This renowned Japanese artist really hit his stride after he turned 70

“Hokusai: Beyond the Great Wave” at the British Museum will lead you on an artistic journey through the last 30 years of Japanese artist Katsushika Hokusai’s life, when he produced some of his most memorable works.
This renowned Japanese artist really hit his stride after he turned 70
Kohada Koheiji from One Hundred Ghost Tales. Colour woodblock, 1833. Purchase funded by the Theresia Gerda Buch bequest in memory of her parents Rudolph and Julie Buch. Copyright: The Trustees of the British Museum. On display from May 25—August 13.

Hokusai's inventive compositions are seldom on view due to concerns that exposure to light would cause the paper to darken and the pigments to fade. So, the British Museum's first exhibition on the Japanese master artist Katsushika Hokusai, “Hokusai: beyond the Great Wave” comes as a rare treat and opportunity for fans. The exhibition features Hokusai's iconic print, ‘The Great Wave' (ca. 1831) along with works produced right up to his death at the age of 90.

The exhibition provides new insight into the prodigiously productive last 30 years of Hokusai's life and art, from around 1820 to 1849 and will include prints, paintings and illustrated books, many of which are on loan from Japan, Europe, and the US.

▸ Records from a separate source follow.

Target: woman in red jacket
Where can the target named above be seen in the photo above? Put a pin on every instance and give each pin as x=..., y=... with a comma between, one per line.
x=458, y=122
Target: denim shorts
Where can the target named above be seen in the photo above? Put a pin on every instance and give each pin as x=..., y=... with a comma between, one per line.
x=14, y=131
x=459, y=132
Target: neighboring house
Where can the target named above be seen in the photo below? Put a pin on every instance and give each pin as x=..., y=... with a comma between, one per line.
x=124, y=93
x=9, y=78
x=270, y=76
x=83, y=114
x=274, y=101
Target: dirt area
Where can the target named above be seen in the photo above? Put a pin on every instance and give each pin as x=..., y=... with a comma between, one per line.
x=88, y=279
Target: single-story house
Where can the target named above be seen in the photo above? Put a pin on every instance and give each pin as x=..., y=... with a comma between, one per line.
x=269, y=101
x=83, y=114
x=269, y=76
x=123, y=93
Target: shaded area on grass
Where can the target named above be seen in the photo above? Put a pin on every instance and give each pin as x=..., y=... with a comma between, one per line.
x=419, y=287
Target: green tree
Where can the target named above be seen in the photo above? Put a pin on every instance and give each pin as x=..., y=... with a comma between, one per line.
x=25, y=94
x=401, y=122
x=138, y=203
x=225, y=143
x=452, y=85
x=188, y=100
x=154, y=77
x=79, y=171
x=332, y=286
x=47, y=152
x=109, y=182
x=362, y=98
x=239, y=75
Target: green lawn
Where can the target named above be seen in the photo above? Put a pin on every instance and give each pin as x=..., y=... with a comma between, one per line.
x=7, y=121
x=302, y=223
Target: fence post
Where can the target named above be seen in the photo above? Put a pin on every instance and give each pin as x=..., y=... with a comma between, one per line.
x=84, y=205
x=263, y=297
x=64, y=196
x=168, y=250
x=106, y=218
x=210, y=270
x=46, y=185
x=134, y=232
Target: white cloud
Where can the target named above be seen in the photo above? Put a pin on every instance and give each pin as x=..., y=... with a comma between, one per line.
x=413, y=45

Hokusai ascended into the historic art of woodcuts at the age of 70. In his early work, Hokusai depicted the traditional subject matter of ukiyo-e woodblock prints and paintings; however, he monumentally revolutionized the medium by shifting his focus to landscapes and images of daily life in Japan.

Clear day with a southern breeze ( Red Fuji') from Thirty-six Views of Mt Fuji. Colour woodblock, 1831. Copyright: The Trustees of the British Museum. On display from May 25-August 13.

Here at the British Museum, we are led into Hokusai's best known woodblock series, “Thirty-six Views of Mount Fuji” (1831), which mastered the landscape while exploring the relationship between man and environment, and featured “The Great Wave off Kanagawa”, which remains one of the most universally recognized icons of Japanese art. He began painting this in 1830 when he was 70 years old. This tour-de-force established landscape as an everlasting theme.

“The Great Wave” is a lesson in learning the art of mixing colour, even as far back as the 1800s. Scholars and historians state that in the early 19th century, the pigment known as Berlin or Prussian blue (bero) became more widely available and affordable.

Hokusai proves his virtuosity in his treatment of the surging breakers, the froth and foam that look like pearls, the swamped boaters, as well as the whiff of movement provided by the magnificent claw of the wave that seems to almost tumble onto the face of the viewer. Its smoothened finish and high-tinted strength can be found in the prints' large swaths of sky and water. No wonder Vincent Van Gogh wrote to his brother Theo: “These waves are claws, the boat is caught in them, you can feel it.”

Under the wave off Kanagawa (The Great Wave) from Thirty-six views of Mt Fuji. Colour woodblock, 1831. Acquisition supported by the Art Fund. Copyright: The Trustees of the British Museum. On display from May 25 August 13.

While incredibly popular, Hokusai's inventive compositions are seldom on view due to concerns that exposure to light would cause the paper to darken and the pigments to fade, as is the case with all the prints in the British Museum collection. This exhibition thus affords a rare opportunity to view several prints and the show demonstrates how this masterful series from late in the artist's life is the culmination of stylistic experiments throughout his career. Indeed there is no age to create a masterpiece-even 70 is a golden age.

"Hokusai: Beyond the Great Waves" is on a The British Museum, London until August 13, 2017.